HDR Environment Map Estimation with Latent Diffusion Models
This work addresses the problem of generating high-quality environment maps for lighting reflective surfaces in computer vision, representing an incremental improvement over existing methods.
The paper tackles HDR environment map estimation from a single-view image by using a Latent Diffusion Model with ERP convolutional padding and a panoramically-adapted Diffusion Transformer to reduce distortions and seams, achieving competitive performance with state-of-the-art methods in image quality and lighting accuracy.
We advance the field of HDR environment map estimation from a single-view image by establishing a novel approach leveraging the Latent Diffusion Model (LDM) to produce high-quality environment maps that can plausibly light mirror-reflective surfaces. A common issue when using the ERP representation, the format used by the vast majority of approaches, is distortions at the poles and a seam at the sides of the environment map. We remove the border seam artefact by proposing an ERP convolutional padding in the latent autoencoder.

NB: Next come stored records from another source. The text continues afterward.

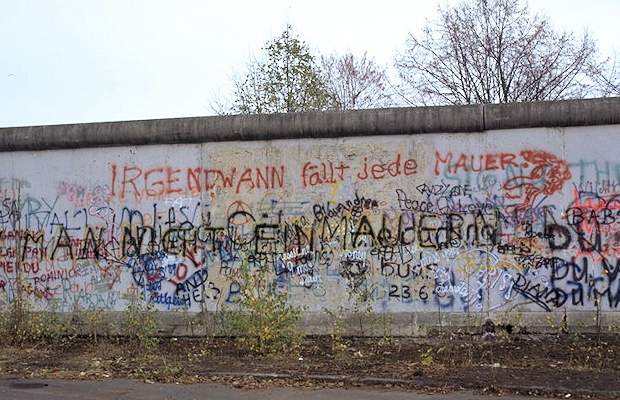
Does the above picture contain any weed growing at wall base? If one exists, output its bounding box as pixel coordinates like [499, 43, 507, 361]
[222, 266, 303, 354]
[121, 296, 159, 352]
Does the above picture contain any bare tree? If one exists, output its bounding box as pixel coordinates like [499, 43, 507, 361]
[321, 53, 392, 110]
[396, 0, 607, 104]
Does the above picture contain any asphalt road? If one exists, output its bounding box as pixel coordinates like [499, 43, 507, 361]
[0, 379, 552, 400]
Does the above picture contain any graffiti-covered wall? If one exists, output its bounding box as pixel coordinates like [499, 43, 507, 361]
[0, 102, 620, 332]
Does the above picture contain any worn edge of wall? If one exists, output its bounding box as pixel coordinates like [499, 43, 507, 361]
[0, 97, 620, 152]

Additionally, we investigate whether adapting the diffusion network architecture to the ERP format can improve the quality and accuracy of the estimated environment map by proposing a panoramically-adapted Diffusion Transformer architecture. Our proposed PanoDiT network reduces ERP distortions and artefacts, but at the cost of image quality and plausibility. We evaluate with standard benchmarks to demonstrate that our models estimate high-quality environment maps that perform competitively with state-of-the-art approaches in both image quality and lighting accuracy.